Um anti-semita da PUC
Gilberto Freyre provavelmente ficaria consternado ao saber que a democracia racial no Brasil não passa de um mito. Além da institucionalização da discriminação que já vemos usando as famigeradas cotas para “afro-descendentes” - como se eles fossem incapazes de entrar na faculdade por méritos próprios – além do próprio eufemismo usado (alguém já ouviu falar em “euro-descendentes”?), parece que a discriminação religiosa também é um caso sério.
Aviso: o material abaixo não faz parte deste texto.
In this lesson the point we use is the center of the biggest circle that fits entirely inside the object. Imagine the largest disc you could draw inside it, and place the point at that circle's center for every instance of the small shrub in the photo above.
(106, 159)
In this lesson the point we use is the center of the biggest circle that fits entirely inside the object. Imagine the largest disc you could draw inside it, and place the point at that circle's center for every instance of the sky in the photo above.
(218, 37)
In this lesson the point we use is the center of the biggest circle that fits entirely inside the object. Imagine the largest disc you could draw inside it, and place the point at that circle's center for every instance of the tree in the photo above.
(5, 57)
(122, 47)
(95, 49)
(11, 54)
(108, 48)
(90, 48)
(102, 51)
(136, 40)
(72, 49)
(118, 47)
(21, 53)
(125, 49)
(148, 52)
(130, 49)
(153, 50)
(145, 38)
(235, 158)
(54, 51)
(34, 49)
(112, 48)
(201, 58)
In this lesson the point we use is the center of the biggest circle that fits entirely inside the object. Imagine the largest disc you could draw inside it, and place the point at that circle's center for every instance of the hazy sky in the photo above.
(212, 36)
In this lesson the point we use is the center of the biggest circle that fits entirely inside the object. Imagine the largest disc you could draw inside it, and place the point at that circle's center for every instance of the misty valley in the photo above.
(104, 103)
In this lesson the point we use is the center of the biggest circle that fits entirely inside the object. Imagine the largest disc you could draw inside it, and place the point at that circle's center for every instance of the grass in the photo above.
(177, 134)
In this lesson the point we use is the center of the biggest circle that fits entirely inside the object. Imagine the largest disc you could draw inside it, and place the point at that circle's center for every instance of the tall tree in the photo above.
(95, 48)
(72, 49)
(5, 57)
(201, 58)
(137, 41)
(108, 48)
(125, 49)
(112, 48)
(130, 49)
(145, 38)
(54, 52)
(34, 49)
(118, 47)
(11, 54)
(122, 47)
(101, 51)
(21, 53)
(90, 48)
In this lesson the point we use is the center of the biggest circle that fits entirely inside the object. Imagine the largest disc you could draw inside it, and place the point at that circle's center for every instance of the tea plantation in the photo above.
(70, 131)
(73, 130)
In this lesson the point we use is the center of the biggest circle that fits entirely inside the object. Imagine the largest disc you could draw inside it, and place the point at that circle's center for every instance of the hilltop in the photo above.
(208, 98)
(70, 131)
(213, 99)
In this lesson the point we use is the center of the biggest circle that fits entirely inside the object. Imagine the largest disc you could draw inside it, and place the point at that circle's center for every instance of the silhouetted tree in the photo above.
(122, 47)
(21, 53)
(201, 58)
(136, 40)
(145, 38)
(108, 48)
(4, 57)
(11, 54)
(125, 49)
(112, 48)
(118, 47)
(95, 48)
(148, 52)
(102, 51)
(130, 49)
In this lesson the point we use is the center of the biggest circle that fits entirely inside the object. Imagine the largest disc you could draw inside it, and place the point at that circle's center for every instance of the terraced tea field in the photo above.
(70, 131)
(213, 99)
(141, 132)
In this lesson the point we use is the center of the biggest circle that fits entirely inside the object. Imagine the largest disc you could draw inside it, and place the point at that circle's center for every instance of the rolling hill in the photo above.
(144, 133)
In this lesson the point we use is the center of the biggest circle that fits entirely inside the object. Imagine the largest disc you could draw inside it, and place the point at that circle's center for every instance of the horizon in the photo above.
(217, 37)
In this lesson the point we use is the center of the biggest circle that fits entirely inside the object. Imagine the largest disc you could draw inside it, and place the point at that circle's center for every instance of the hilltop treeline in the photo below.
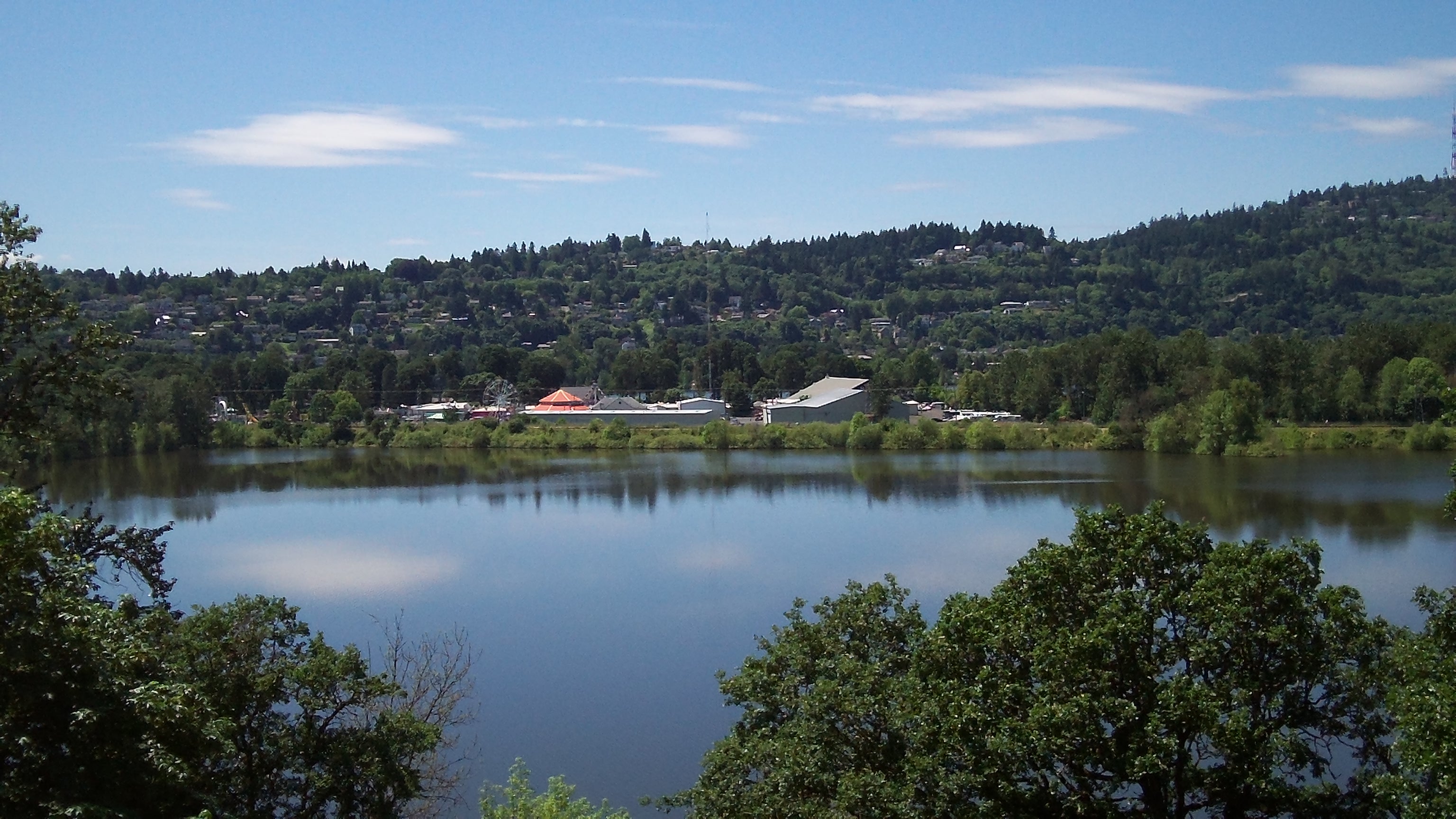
(1302, 299)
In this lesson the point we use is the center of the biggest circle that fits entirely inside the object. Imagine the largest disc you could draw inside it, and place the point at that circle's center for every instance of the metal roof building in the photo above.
(830, 400)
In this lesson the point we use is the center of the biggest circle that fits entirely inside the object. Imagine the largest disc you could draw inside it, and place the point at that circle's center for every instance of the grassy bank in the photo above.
(855, 435)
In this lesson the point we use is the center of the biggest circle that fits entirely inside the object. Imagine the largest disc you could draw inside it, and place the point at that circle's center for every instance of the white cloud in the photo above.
(500, 123)
(695, 82)
(196, 199)
(704, 136)
(1064, 91)
(315, 139)
(769, 118)
(1037, 132)
(1410, 78)
(1392, 127)
(590, 174)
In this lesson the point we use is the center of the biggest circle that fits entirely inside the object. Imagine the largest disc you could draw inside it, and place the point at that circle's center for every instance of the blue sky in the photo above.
(190, 136)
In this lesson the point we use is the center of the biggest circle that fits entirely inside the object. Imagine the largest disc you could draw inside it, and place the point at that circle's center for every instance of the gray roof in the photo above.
(828, 385)
(621, 403)
(826, 398)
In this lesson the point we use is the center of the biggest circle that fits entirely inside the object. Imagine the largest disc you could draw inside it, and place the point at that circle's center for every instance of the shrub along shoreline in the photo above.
(858, 435)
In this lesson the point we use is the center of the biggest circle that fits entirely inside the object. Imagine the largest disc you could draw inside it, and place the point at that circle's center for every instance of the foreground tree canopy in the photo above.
(1139, 669)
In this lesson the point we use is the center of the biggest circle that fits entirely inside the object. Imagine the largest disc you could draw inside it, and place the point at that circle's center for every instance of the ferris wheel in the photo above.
(500, 397)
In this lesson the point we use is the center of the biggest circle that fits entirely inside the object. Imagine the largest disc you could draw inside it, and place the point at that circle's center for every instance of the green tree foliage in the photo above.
(1423, 700)
(117, 707)
(1310, 299)
(518, 801)
(1139, 669)
(48, 357)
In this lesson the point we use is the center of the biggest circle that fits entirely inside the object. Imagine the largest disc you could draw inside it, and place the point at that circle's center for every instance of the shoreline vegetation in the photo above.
(856, 435)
Não raro, vemos evangélicos e católicos trocando farpas, ateus e crentes trocando acusações – uns são “coitados que precisam acreditar em alguma coisa”, outros são “encarnações do diabo e do anti-Cristo”, e ainda as religiões minoritárias como os muçulmanos e os judeus, que em geral praticam sua fé tàcitamente, sem incomodar ninguém. Sou cristão, de orientação católica, portanto sinto-me completamente à vontade para defender os judeus e muçulmanos brasileiros. Interessante que os judeus, que não se incomodam com a fé cristã da maioria dos brasileiros, ainda sofrem discriminação por aqui. Sim, os judeus. Parece que ainda há algumas pessoas que sentem alguma nostalgia dos tempos do nazismo. Pois bem, tenho a tristeza de informar que uma ignóbil criatura, que infelizmente está professor de Adminstração de Empresas na PUC de São Paulo, e que, ou por ignorância, ou por má-fé, chamou uma amiga minha muito próxima e muito querida de “judia vagabunda” - isso porque ela faltou no dia de uma prova por ser o feriado do Rosh Hashaná, o ano novo judaico. Eu não estava presente, mas ela conta que havia um outro judeu na classe que também se sentiu ofendido e protestou contra o “professor”. E tal "professor" ainda teve a cara de pau de ameaçar entrar com uma denúncia na reitoria contra ambos por “desacato ao professor” (!), ignorando os estatutos da PUC que pregam a igualdade de direitos entre o aluno e o professor. Os professores estão sendo pagos pelos alunos para dar aulas, portanto os alunos têm todo o direito de exigir respeito deles. É dos alunos que sai o sustento dos professores, portanto eles têm por obrigação duas coisas: fazer com que o aluno saia da aula deles sabendo a matéria ministrada por eles, e respeitar o aluno acima de tudo. É muito provável que esse indivíduo seja encaminhado a uma carceragem, sendo o racismo um crime inafiançável. Mas isso ainda preocupa, porque, sendo esse um caso próximo, quantos outros será que não existem ainda no Brasil? E quantas pessoas será que ainda não ficam caladas diante disso? O sinal vermelho está aceso.